= Cll1 =

Scorpion protein

Toxin Cll1 is a toxin from the venom of the Mexican scorpion Centruroides limpidus limpidus, which changes the activation threshold of sodium channels by binding to neurotoxin binding site 4, resulting in increased excitability.

Chemical structure of Cll1

== Etymology and source ==
The toxin Cll1 is named after its producing species, Centruroides limpidus limpidus. Along with Cll1, multiple toxins are excreted in its venom.

== Chemistry ==
Cll1 is a long chain neuropeptide belonging to the scorpion toxin superfamily. Cll1 is classified as a member of the beta-toxin subfamily.
The global secondary structure of Cll1 is similar to that of other scorpion beta-toxins, including the alpha-helix, triple stranded antiparallel beta-sheet, and the four disulfide bridges. The higher affinity for crustacean rather than mammalian sodium channels has been attributed to the presence of Trp18, a hydrophobic amino acid at the surface of Cll1.

== Target ==
Cll1 targets, like the classical scorpion beta-toxin, the voltage-gated sodium channels (Na_{v}). Beta-toxins bind to the extracellular end of the voltage sensor S4 at the loop between the 3rd and 4th segment of the second domain. By binding it alters the voltage dependent opening of the channel.

== Mode of action ==
Cll1 influences three intrinsic properties of the targeted sodium channel:

=== Voltage dependent activation ===
Cll1 binds to transmembrane segment S4 of the voltage gated sodium channels. Its binding shifts the activation threshold of the sodium channel towards more negative membrane potentials.
Seven different isoforms of the voltage gated sodium channels (Na_{v}1.1-Na_{v}1.7) have been studied in the presence of Cll1. In almost all of these seven isoforms, Cll1 affects voltage dependent activation. It has only a minor effect on the Na_{v}1.1-1.4 and Na_{v}1.7 channels, but a much larger effect on isoform Na_{v}1.6.

=== Peak current ===
Cll1 causes a reduction of the peak current when bound to the voltage activated sodium channels. This effect was present in all but one of the seven tested isoforms (Na_{v}1.1-Na_{v}1.6). The only isoform that showed no reduction in peak current was Na_{v}1.7.

=== Resurgent current ===
Cll1 can induce resurgent currents. This effect has also been demonstrated for other beta-scorpion toxins. The resurgent current is strongest in Na_{v}1.6, but it is also present to a much lesser extent in other isoforms of the voltage activated sodium channels.

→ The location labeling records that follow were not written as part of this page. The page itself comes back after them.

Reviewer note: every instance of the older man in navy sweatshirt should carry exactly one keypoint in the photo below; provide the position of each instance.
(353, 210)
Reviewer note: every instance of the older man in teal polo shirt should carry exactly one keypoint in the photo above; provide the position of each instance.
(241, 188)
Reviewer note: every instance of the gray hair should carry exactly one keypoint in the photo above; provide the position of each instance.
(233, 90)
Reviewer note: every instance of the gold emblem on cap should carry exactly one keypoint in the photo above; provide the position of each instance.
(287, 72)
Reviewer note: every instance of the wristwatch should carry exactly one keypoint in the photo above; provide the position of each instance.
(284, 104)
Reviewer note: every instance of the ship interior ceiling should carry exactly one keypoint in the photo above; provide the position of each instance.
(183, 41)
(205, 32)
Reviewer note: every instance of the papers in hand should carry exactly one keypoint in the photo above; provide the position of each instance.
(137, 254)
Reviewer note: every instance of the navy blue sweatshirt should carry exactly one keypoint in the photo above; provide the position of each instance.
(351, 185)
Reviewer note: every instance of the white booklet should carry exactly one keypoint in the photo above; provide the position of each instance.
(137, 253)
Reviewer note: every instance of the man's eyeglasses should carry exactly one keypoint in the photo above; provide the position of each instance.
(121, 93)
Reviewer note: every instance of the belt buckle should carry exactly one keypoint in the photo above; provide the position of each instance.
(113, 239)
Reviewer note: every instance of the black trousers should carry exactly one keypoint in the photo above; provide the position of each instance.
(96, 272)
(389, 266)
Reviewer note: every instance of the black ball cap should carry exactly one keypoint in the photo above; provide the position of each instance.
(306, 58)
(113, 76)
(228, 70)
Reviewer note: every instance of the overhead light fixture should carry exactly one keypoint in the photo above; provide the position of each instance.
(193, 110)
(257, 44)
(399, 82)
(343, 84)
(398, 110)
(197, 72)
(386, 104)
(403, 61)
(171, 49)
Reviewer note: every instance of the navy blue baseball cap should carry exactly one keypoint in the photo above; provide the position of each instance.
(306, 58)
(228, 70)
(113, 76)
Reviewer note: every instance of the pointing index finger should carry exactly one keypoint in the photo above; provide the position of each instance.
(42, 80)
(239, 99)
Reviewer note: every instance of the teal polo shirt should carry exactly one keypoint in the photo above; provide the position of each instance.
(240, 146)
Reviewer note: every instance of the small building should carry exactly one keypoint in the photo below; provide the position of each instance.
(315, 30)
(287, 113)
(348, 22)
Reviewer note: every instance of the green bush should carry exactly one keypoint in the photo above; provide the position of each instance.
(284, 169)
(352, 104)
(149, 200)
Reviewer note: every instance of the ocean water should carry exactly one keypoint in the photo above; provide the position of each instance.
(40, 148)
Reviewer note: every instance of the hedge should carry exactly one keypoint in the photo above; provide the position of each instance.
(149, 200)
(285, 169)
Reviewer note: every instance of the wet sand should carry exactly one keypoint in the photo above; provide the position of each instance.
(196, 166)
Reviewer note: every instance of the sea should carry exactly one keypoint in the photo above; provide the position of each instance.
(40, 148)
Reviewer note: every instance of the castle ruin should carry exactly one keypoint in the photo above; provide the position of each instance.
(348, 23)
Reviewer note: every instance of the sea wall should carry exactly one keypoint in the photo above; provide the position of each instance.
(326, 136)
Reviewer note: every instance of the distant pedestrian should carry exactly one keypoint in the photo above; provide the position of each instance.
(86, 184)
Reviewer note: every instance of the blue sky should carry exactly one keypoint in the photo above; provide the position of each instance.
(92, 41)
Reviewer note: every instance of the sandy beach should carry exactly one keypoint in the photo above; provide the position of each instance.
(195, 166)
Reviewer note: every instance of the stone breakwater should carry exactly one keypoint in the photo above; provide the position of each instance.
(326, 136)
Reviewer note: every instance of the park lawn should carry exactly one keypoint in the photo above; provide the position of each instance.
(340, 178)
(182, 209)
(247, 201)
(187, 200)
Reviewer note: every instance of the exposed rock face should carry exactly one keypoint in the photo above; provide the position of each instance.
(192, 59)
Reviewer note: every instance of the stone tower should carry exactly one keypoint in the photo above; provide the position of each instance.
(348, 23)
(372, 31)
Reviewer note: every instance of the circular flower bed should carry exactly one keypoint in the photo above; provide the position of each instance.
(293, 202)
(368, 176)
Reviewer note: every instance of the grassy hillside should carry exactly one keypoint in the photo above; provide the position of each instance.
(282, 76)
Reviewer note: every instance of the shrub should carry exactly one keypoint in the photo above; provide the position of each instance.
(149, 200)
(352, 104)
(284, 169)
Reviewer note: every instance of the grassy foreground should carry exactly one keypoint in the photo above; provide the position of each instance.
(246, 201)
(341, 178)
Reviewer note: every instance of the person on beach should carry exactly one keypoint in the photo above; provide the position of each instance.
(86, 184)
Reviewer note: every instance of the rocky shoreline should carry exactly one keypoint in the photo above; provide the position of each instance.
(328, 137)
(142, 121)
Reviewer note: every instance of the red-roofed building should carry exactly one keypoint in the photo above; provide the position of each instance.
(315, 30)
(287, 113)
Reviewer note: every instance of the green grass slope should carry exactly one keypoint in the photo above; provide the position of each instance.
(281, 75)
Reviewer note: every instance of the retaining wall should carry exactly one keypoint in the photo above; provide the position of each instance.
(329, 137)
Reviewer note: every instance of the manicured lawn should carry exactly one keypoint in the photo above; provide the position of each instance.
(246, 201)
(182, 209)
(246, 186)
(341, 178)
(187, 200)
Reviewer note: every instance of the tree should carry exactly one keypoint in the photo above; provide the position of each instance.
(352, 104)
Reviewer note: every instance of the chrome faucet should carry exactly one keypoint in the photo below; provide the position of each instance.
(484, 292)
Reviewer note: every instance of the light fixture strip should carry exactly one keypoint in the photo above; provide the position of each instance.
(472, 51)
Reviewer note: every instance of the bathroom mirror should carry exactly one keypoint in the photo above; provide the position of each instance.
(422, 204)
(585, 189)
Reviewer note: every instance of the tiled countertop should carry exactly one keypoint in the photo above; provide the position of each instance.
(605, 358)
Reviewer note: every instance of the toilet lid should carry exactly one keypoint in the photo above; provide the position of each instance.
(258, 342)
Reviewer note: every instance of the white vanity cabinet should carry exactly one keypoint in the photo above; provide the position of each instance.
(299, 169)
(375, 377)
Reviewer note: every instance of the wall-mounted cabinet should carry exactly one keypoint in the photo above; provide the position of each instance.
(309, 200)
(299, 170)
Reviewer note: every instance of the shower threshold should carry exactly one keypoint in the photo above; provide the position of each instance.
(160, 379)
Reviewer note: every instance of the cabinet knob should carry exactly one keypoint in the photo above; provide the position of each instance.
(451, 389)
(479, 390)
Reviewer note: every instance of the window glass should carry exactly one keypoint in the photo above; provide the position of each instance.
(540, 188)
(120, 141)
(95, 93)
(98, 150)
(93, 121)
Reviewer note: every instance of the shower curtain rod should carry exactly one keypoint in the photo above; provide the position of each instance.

== Toxicity and treatment ==
The LD_{50} of the Cll1 toxin in mice is 85 μg/kg. A possible treatment for an intoxication by Cll1 toxin is the use of single chain variable fragments (scFv).
Other possible treatments find their origin in traditional Mexican medicine. Several herbs used in traditional Mexican medicine have been proven to be effective in treating an intoxication from the whole venom from C. limpidus limpidus in mice, including Bouvardia ternifolia.